Fue ahí cuando recuperé la conversación larga y reciente con mi amigo Néstor Majanos. Estábamos sentados en un bar que tiempo atrás debía tener bastante trasiego entre locales y viajeros, pero ahora, con la estación del tren de cercanías con menos frecuencias cada vez, parece como si la ausencia de unos hubiera espantado a los otros.

Me comentaba que él, que siempre había sido persona acomodaticia, tendente a dar la razón por no entrar en polémicas, con una gran fe en el ser humano; satisfecho con tanta proclama actual sobre igualdades varias. Un progresista de toda la vida, vamos. Pero últimamente sentía que pensaba cosas muy extrañas. Como muy a contracorriente. Y eso le incomodaba porque no sabía si era cosa de él que se estaba haciendo un retrógrado o que se estaba yendo la cosa de las manos. Les cuento.

No le parecía mal que un señor con talento y esfuerzo que bien superada la edad de jubilación sigue yendo por las oficinas y fábricas, al menos «para que se le vea», se haga muy rico. Y además, tampoco le parecía muy mal que a través de su fundación (que ya sabemos que tiene un fin social y fiscal) haga donaciones en forma de equipos de medicina de altísima tecnología. Remataba pensando que debería haber más como él porque: «No solo de turismo vive el hombre (y la mujer) en este santo país».

Luego comentó que le parecía incluso muy bien tener una monarquía. Con sus luces y sombras. Y que aunque se pudiera considerar a la institución como un anacronismo en el mundo que nos toca vivir, un rey y una reina como los que tenemos (y hemos tenido), además de hacer un trabajo institucional, venden un producto llamado España. Y a un precio más alto y con más margen que lo hace el Gobierno que tenemos, el cual hace ventas, en muchas ocasiones, a pérdidas. Uno a veces desea que ni salgan del país a ver cuál va a ser la próxima que van a liar.

Asimismo, no acababa de entender que a una niña de 16 años no se le sirva una cerveza o se la venda tabaco, pero los esfuerzos de un Gobierno vayan en la línea de que la chica sea libre para poder abortar sin que siquiera sus padres lo sepan.

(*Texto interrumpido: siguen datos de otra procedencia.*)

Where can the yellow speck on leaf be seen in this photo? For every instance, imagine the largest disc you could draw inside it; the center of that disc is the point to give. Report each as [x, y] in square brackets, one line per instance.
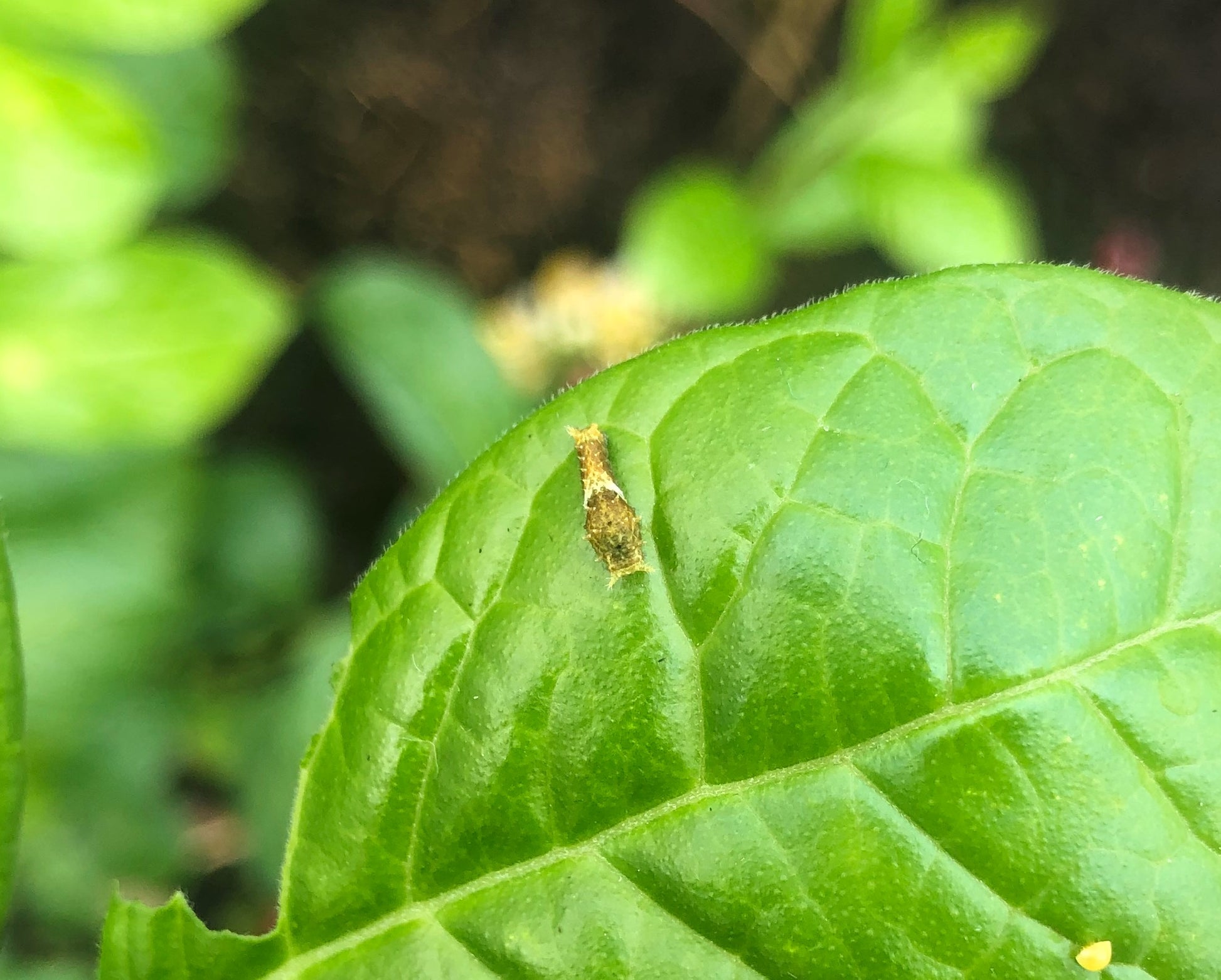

Una charla sosegada con ellos, una reflexión tan desinteresada y afectiva podría hacer que esa persona no cometiera un descomunal error o, si lo hace, que sea después de darle varias vueltas al asunto. Porque le pesará toda la vida.

Siguió un ratillo más con otros temas que no vienen a cuento. No sabía si sentirse despegado de una realidad que no comprendía o que se le había caído la venda de los ojos y lo veía todo clarito.

Me miró esperando como que yo le diera mi opinión o dijera algo. Así que cogí aire y le iba a decir lo mío. Pero lo solté y solo le propuse si tomábamos otra.

Recuerdo que el sol estaba alto y las moscas muy pesadas.